Netflix’s new heist drama series, Kaleidoscope, dropped on the streaming platform on January 1st. Created by Eric Garcia and stacked with a cast including Giancarlo Esposito, Rufus Sewell, and Tati Gabrielle, fans were eager to pick apart every aspect of this heist story.



This series is no Ocean’s 8 or Ocean’s 11, though. What’s unique about Kaleidoscope is that the 8-part series can be watched in any order. On each user’s Netflix account, a personalized sequence of episodes will appear, but viewers are also encouraged to pick their own order if they so choose.

In chronological order, the episodes are:

  • “Violet: 24 Years Before the Heist”
  • “Green: 7 Years Before the Heist”
  • “Yellow: 6 Weeks Before the Heist”
  • “Orange: 3 Weeks Before the Heist”
  • “Blue: 5 Days Before the Heist”
  • “White: The Heist”
  • “Red: The Morning After the Heist”
  • “Pink: 6 Months After the Heist”

(Viewers are encouraged to watch “White” last for a more satisfying ending.)

Naturally, this innovative viewing experience had people talking about the release of Kaleidoscope. Does the order really affect the viewer’s experience? The answer is yes. “What order did you get?” My friends and I would ask one another, comparing how everyone’s timeline differed. Realistically, we’re all getting the same story, just revealed in different ways. This makes certain discoveries more impactful than others, which also vary from person to person. There’s something to be said, though, about the conversation revolving around how you watch rather than what you’re watching. It’s fair to say that the nature of the viewing experience is objectively more interesting than the overall plot of the show by itself.

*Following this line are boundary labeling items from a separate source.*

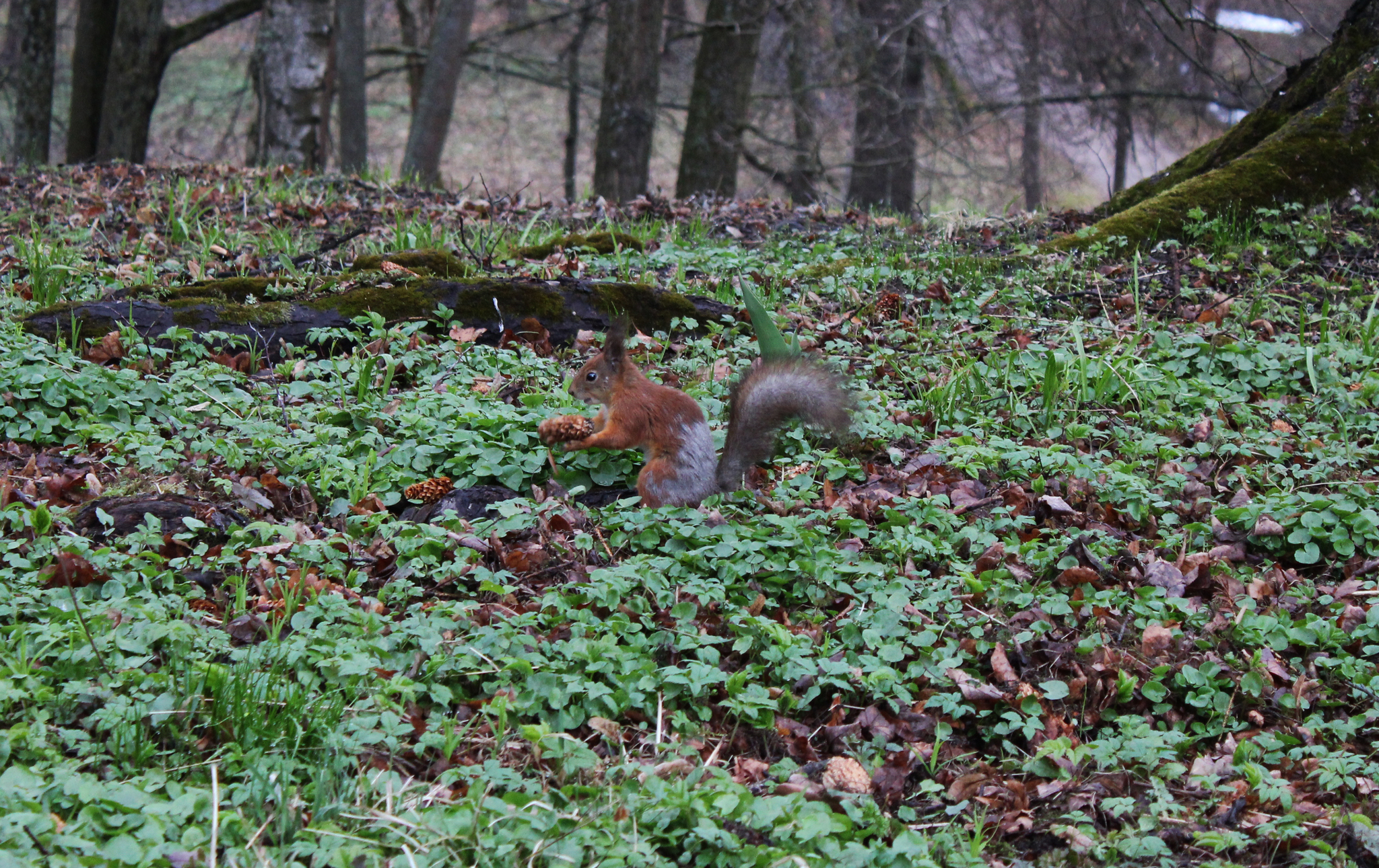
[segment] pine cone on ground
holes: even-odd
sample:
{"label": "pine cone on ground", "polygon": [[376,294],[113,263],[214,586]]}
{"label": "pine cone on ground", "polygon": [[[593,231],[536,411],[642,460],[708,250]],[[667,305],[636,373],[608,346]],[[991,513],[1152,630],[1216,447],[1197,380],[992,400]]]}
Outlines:
{"label": "pine cone on ground", "polygon": [[423,479],[414,485],[408,485],[403,489],[403,496],[408,500],[421,500],[422,503],[436,503],[441,497],[450,493],[451,489],[450,477],[433,477],[430,479]]}
{"label": "pine cone on ground", "polygon": [[872,776],[851,756],[834,756],[823,769],[823,785],[843,792],[872,792]]}
{"label": "pine cone on ground", "polygon": [[553,416],[536,426],[536,433],[546,445],[567,444],[593,434],[594,423],[585,416]]}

While many people are using this as a point of criticism, I don’t necessarily see it as a bad thing. In my opinion, show creator Eric Garcia revolutionized a story we’ve seen on screen before in movies like Ocean’s 8 or Ocean’s 11 and made it fresh simply by changing the way we watch it. It reminds me of Black Mirror’s “Bandersnatch,” which gained excitement from audiences, not because of the plot, but due to its interactive feature. Users could choose their own ending by making choices as the episode progressed.

There’s a certain psychological element at play in giving your audience a choice in how the story progresses, and it makes viewers invest in the story much more than a passive viewing experience, because it affects them too. That, to me, is just as valuable as a captivating plot or relatable characters. If anything, it’s even more impressive because this series is also experimenting with ideas and concepts that have never been done before.

Should you watch it chronologically? In my opinion, no. I know, it feels weird watching what takes place after the heist before the heist itself – but trust me, it’s worth it. The hidden pieces of information that get revealed when you least expect it are the core of what this show is about, and if you watched it chronologically, it would lose that sparkle. It would just be another heist story. It would defeat the purpose of this series to find the “correct” order to view it in.

If you enjoyed “Bandersnatch,” you’ll love Kaleidoscope.